You have to wonder whether anything other than having watched too many James Bond films feeds the idea that biometrics are a good means of achieving security. Nowadays, Canadians are not allowed to smile when they are having their passport photos taken, in hopes that computers will be able to read the images more easily. Of course, any computer matching system foiled by something as simple as smiling is not exactly likely to be useful for much.

Identification v. authentication

Biometrics can be used in two very distinct ways: as a means of authentication, and as a means of identification. Using a biometric (say, a fingerprint) to authenticate is akin to using a password in combination with a username. The first tells the system who you claim to be, the second attempts to verify that using something you have (like a keycard), something you know (like a password), or something you are (like a fingerprint scan).
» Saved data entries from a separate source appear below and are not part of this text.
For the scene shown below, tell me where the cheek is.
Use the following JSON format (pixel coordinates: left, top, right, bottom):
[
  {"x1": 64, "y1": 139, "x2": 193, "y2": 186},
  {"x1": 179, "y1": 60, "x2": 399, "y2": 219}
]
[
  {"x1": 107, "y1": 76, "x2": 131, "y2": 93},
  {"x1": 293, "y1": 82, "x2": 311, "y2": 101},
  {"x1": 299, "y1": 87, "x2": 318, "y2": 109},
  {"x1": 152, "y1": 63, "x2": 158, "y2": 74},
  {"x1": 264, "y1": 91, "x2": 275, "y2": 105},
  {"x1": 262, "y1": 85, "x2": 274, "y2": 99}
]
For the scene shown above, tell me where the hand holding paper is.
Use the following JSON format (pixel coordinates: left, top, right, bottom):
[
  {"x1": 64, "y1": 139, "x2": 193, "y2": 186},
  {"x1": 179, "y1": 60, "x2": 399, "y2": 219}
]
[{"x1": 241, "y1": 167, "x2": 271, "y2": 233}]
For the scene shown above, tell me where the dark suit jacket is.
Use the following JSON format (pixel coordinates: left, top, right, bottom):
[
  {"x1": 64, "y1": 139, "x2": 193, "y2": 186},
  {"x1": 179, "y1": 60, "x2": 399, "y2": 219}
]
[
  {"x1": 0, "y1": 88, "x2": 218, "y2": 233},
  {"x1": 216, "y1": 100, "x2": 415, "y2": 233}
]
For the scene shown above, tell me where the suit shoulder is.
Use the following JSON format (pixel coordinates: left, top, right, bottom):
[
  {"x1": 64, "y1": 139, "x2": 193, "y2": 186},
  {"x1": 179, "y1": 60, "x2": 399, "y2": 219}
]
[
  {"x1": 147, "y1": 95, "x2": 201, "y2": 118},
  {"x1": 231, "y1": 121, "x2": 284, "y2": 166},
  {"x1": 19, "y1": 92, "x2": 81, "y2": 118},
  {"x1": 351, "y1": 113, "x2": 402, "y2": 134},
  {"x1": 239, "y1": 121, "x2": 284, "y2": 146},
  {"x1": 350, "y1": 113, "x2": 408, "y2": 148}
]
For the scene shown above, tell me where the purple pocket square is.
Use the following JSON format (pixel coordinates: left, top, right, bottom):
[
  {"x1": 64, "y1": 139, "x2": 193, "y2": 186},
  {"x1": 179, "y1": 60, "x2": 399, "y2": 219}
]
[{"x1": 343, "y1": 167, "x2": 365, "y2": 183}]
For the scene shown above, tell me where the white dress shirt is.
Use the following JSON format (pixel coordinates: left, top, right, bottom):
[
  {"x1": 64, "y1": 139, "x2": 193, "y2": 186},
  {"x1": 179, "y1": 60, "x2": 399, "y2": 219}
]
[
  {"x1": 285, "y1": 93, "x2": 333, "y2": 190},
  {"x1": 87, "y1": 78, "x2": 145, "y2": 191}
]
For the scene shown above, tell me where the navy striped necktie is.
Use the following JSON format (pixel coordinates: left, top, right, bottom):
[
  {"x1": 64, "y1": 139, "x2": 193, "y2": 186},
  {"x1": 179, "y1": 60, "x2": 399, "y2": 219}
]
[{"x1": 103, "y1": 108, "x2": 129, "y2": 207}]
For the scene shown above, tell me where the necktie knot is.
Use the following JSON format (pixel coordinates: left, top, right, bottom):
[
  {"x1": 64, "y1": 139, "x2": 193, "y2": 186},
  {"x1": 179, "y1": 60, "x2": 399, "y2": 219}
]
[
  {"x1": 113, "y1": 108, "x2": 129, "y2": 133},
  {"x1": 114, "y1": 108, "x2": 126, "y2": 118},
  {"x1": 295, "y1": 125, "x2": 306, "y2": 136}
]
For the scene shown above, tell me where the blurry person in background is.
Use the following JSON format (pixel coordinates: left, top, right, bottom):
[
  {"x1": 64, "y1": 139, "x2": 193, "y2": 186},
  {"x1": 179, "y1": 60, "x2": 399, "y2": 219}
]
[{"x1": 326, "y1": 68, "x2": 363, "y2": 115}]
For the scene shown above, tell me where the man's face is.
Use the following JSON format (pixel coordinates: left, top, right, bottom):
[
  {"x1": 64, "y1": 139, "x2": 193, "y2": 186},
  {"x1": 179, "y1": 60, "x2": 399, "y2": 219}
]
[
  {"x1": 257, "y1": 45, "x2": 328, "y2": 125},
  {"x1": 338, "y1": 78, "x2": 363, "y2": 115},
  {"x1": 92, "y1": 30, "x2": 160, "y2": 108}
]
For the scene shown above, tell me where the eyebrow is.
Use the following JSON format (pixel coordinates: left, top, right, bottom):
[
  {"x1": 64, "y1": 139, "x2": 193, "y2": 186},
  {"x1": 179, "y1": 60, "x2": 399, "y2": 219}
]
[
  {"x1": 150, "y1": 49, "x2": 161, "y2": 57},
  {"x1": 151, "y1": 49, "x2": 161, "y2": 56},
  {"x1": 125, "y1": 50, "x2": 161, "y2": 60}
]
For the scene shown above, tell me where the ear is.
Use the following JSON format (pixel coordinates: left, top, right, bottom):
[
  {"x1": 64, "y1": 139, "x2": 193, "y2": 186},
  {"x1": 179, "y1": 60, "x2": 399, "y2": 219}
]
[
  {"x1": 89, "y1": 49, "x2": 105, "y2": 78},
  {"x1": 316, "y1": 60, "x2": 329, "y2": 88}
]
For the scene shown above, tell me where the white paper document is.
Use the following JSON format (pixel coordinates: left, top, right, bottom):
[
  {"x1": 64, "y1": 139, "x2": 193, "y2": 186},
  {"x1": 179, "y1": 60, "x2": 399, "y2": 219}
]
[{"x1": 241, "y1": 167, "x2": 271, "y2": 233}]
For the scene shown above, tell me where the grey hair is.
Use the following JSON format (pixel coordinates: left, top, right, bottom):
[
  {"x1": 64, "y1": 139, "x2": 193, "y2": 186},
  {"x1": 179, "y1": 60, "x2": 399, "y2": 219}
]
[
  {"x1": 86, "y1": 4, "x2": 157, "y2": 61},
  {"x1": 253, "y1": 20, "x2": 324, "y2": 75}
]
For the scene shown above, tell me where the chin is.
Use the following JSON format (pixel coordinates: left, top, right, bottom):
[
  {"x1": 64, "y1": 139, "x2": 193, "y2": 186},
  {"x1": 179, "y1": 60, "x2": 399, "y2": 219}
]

Using a biometric for identification attempts to determine who you are, within a database of possibilities, using biometric information.

Using a fingerprint scan for identification is much more problematic than using it for authentication. This is a bit like telling people to enter a password and, if it matches any password in the system, allow them into that person’s account. It isn’t quite that bad, because fingerprints are more unique and secure than passwords, but the problem remains that as the size of the database increases, the probability of false matching increases.

For another example, imagine you are trying to identify the victim of a car wreck using dental records. If person X is the registered owner and hasn’t been heard from since the crash, we can use dental records to authenticate that a badly damaged body almost certainly belongs to person X. This is like using biometrics for authentication. Likewise, if we know the driver could be one of three people, we can ascertain with a high degree of certainty which it is, by comparing dental x-rays from the body with records for the three possible matches. The trouble arises when we have no idea who person X is, so we try running the x-rays against the whole collection that we have. Not only is this likely to be resource intensive, it is likely to generate lots of mistakes, for reasons I will detail shortly.

The big database problem in security settings

The problem of a big matching database is especially relevant when you are considering the implementation of wholesale surveillance. Ethical issues aside, imagine a database of the faces of thousands of known terrorists. You could then scan the face of everyone coming into an airport or other public place against that set. Both false positive and false negative matches are potentially problematic. With a false negative, a terrorist in the database could walk through undetected. For any scanning system, some probability (which statisticians call Beta, or the Type II Error Rate) attaches to that outcome. Conversely, there is the possibility of identifying someone not on the list as being one of the listed terrorists: a false positive. The probability of this is Alpha (Type I Error Rate), and it is in setting that threshold that the relative danger of false positives and negatives is established.

A further danger is somewhat akin to ‘mission creep’ - the logic that, since we are already here, we may as well do X in addition to Y, where X is our original purpose. This is a very frequent security issue. For example, think of driver’s licenses. Originally, they were meant to certify to a police officer that someone driving a car is licensed to do so. Some types of people would try to attack that system and make fake credentials. But once having a driver’s license lets you get credit cards, rent expensive equipment, secure other government documents, and the like, a system that existed for one purpose is vulnerable to attacks from people trying to do all sorts of other things. When that broadening of purpose is not anticipated, a serious danger exists that the security applied to the originally task will prove inadequate.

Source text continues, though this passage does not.